Sussex Borough is going to look into the vandalism issues at Brookside Park after a Sussex-Wantage Little League official addressed the Borough Council about it on September 6.
League secretary Ben Cerutti said the concession stand countertops were smashed and another had a picture of a “male body part burned into it with a cigarette lighter.” He said the entire concession stand was covered in graffiti, ranging from profanity to tags. He said one of the bathrooms had a “homophobic statement” sprayed on the sidewalk.
The park is located in Wantage Township, but Sussex Borough owns the property.
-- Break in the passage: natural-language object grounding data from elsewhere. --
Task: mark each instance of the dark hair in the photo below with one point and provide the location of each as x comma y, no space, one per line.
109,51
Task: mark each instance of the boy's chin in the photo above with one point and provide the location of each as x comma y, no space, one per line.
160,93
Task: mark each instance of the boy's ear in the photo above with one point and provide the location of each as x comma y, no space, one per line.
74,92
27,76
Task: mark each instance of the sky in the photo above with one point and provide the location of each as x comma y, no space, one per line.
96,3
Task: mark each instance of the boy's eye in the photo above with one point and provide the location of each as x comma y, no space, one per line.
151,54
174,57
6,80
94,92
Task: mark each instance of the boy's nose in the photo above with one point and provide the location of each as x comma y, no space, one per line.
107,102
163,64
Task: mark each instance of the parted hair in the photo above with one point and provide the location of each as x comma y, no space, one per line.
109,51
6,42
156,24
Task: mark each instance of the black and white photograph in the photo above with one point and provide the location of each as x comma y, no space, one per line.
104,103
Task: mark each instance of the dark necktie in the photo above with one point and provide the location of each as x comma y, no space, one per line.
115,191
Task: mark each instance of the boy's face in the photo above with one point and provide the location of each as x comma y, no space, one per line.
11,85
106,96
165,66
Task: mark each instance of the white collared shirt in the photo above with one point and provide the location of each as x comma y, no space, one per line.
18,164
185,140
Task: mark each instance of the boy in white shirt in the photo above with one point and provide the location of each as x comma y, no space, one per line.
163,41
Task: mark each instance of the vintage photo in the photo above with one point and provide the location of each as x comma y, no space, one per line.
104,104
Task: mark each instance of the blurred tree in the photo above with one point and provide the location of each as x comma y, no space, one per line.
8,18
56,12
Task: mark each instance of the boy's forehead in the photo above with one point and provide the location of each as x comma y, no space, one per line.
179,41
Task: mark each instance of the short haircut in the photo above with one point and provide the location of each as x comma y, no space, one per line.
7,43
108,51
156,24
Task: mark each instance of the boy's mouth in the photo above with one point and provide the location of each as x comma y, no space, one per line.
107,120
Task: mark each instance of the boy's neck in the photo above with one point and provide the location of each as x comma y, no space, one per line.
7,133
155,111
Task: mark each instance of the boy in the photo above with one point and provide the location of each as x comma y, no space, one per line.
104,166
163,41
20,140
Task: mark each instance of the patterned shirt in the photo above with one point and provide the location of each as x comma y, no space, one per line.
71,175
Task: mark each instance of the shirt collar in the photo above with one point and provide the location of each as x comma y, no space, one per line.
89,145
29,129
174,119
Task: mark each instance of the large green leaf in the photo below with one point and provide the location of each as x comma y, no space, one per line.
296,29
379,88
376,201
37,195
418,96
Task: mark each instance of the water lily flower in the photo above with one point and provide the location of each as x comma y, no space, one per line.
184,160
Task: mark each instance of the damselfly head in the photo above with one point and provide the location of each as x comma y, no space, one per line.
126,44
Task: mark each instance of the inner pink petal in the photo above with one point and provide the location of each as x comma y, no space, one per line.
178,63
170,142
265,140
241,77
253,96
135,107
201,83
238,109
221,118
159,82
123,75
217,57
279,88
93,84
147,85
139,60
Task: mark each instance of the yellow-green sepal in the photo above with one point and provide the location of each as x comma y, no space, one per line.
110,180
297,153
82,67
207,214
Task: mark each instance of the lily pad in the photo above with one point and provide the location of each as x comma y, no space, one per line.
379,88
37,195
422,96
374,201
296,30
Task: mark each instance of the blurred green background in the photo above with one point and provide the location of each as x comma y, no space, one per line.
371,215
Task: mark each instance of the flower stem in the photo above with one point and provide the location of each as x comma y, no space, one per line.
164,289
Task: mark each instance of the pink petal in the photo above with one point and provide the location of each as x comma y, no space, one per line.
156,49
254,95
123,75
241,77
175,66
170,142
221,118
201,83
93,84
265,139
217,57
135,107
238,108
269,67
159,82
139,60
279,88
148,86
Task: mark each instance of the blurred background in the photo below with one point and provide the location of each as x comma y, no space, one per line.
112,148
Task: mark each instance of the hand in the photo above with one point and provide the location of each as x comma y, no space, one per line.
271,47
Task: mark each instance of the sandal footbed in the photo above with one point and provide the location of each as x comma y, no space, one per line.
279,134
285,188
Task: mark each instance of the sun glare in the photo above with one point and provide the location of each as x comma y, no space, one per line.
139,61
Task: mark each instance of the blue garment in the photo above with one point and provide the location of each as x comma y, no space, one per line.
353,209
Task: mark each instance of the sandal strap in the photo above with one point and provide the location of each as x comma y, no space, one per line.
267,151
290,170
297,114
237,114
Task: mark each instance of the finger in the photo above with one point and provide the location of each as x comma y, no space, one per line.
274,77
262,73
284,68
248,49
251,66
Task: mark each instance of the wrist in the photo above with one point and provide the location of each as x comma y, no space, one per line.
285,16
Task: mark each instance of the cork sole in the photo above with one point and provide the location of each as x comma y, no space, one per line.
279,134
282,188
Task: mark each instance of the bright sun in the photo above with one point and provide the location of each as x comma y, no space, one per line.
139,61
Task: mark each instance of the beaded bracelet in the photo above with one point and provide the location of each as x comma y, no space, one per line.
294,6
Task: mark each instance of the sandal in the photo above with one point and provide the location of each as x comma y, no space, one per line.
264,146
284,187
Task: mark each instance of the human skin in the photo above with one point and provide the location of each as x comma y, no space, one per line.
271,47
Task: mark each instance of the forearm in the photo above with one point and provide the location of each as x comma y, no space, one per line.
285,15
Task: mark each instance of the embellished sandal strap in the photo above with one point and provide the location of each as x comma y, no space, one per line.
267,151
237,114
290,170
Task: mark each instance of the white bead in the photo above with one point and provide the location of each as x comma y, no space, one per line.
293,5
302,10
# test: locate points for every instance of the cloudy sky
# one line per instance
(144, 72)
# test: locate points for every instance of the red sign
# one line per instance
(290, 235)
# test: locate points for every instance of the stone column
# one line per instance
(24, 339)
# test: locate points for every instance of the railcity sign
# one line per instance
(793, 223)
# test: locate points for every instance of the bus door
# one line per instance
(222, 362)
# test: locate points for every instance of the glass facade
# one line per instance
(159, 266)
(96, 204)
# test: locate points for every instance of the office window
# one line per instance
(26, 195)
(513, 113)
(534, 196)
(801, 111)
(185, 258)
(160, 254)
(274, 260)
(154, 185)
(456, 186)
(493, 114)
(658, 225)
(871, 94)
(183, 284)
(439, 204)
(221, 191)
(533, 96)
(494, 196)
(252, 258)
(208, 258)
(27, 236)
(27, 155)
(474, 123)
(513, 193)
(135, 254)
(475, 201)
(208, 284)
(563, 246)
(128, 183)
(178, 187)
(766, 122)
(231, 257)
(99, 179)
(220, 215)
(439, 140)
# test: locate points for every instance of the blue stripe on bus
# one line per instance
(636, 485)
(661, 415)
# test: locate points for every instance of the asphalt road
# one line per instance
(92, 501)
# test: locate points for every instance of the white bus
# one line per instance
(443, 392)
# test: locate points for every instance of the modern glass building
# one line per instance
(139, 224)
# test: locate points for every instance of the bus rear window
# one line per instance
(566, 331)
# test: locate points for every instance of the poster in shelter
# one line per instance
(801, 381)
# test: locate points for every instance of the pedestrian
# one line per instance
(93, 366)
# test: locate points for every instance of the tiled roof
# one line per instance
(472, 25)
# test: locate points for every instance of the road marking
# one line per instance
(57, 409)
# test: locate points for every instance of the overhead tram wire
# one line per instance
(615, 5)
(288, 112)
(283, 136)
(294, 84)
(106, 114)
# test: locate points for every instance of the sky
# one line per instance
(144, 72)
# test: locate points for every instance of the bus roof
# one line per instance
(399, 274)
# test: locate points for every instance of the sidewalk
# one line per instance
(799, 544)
“I think it’s shameful that hundreds of kids have walked by and read this over the past two months on their way to the bathroom at sports practice,” Cerutti said.
He filed an initial police report but said nothing was done for five weeks.
The problem was partially addressed, but the countertop remained smashed.
“I appreciate that there’s no longer a picture of a male body part, but it still looks pretty lousy for the kids that are down there,” Cerutti said. “The dugouts were painted over with a different color paint so that the words are no longer visible, but the kids know they’re sitting in graffiti.”
He also said the homophobic statement is still there.
Cerutti asked the borough to finish cleaning the graffiti and return the park to the state it was in before vandalization.
He also asked for cameras to be installed at the park.
Borough administrator Antoinette Smith said she could find out how much cameras would cost but questioned who would monitor them. There was also concern that the cameras would be broken.
“This is a problem that’s been going on for years,” Councilman Charles Fronheiser said. “We bought the conditioner for the ball field. We spent a lot of money and baseball let that sit out down there, and the kids went down and ripped the bags and baseball didn’t do anything about it and didn’t complain about that either.”
Another option was to close Brookside Park unless it was for a permitted use.
Holowach said when he grew up in Sparta, there were fields in the middle of town where he played, and you could only play there when allowed.
“You couldn’t go down there and play a pick-up game,” Holowach said. “But that’s what it was, and it allowed them to deal with that.”
Holowach said in the meantime, he’d be happy to donate some time to paint if that’s necessary.
“Thank you for bringing this to our attention,” Borough Mayor Edward Meyer said. “We’re going to take care of it.”